4. Average Holding Days

  • Average number of days the asset was held before selling.
  • Helps assess the strategy's turnover speed.

5. Holding Rate

  • Proportion of time spent holding positions vs. waiting.

6. p-Value

  • Statistical evaluation of strategy performance.
  • Compares total reward to the distribution of random trading simulations.
  • A lower p-value indicates a lower probability that the observed results are due to random chance.

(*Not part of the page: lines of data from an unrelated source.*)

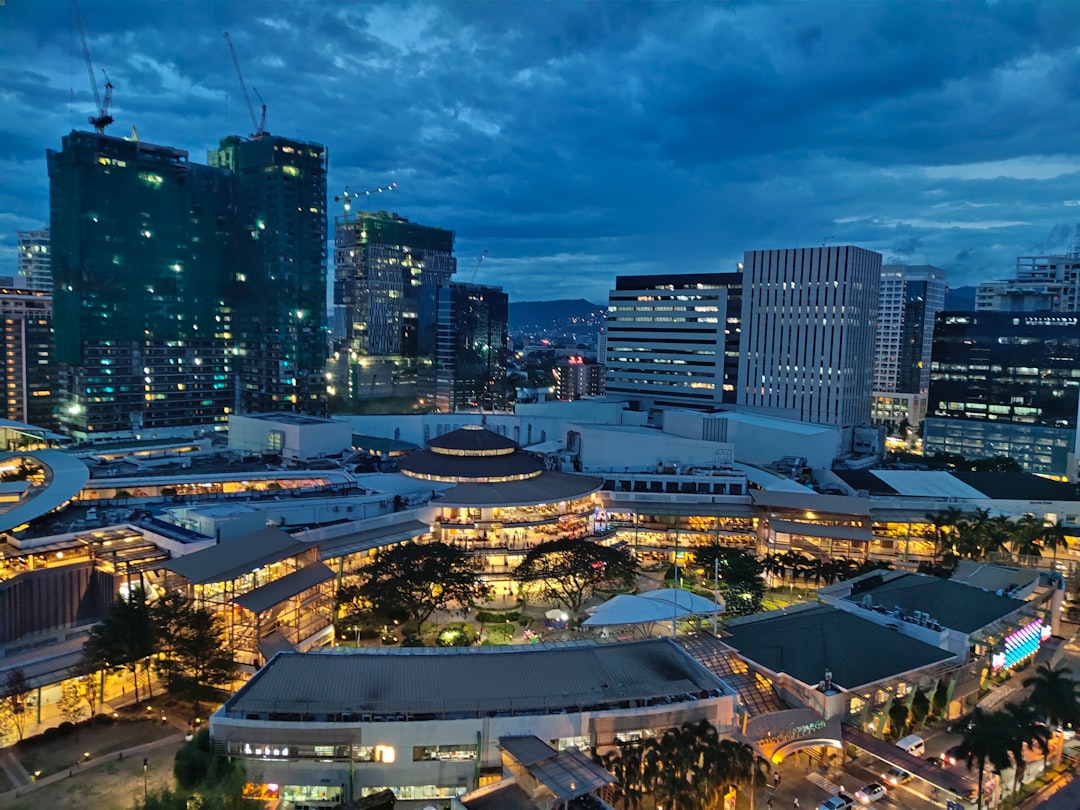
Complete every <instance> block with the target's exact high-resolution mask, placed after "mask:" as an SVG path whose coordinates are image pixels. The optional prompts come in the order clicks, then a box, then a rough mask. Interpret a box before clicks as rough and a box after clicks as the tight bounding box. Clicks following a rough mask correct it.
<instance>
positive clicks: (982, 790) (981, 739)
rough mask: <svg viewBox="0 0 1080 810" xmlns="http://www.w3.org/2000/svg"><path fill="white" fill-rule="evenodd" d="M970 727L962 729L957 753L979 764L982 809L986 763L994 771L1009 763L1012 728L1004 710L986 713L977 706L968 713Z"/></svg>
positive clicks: (982, 804) (979, 790)
mask: <svg viewBox="0 0 1080 810" xmlns="http://www.w3.org/2000/svg"><path fill="white" fill-rule="evenodd" d="M971 719H972V724H971V728H969V729H968V730H967V731H964V732H963V740H961V741H960V745H959V746H958V747H959V756H960V757H962V758H963V760H964V761H966V762H967V764H968V770H971V767H972V765H975V764H977V765H978V788H977V789H978V810H983V781H984V779H985V775H986V764H987V762H989V764H990V766H991V767H993V768H994V770H995V771H998V772H1001V771H1002V770H1003V769H1005V768H1008V767H1009V762H1010V752H1011V751H1012V748H1013V744H1012V741H1011V740H1012V729H1011V728H1010V721H1009V720H1008V719H1007V717H1005V715H1003V714H988V713H986V712H984V711H983V710H982V708H978V707H977V706H976V707H975V710H974V711H973V712H972V715H971Z"/></svg>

7. Total Reward over Mean Random Reward

  • A measure comparing the total reward achieved to the mean reward of random strategies.

Evaluation Process

  1. Evaluation on Training Data

    • To check how well the model fits the training set.
  2. Evaluation on Validation Data

    • To assess the model’s ability to generalize to unseen data.
  3. Random Simulations for p-Value

    • Conduct random buy/sell simulations to establish a null distribution.
    • Calculate the p-value by comparing the agent's result to random performance.

Notes

  • Evaluation is conducted without exploration (i.e., agents use deterministic policies without random actions).
  • Early stopping is performed based on validation results to avoid overfitting.
  • Models are saved if they achieve the best validation p-value during training.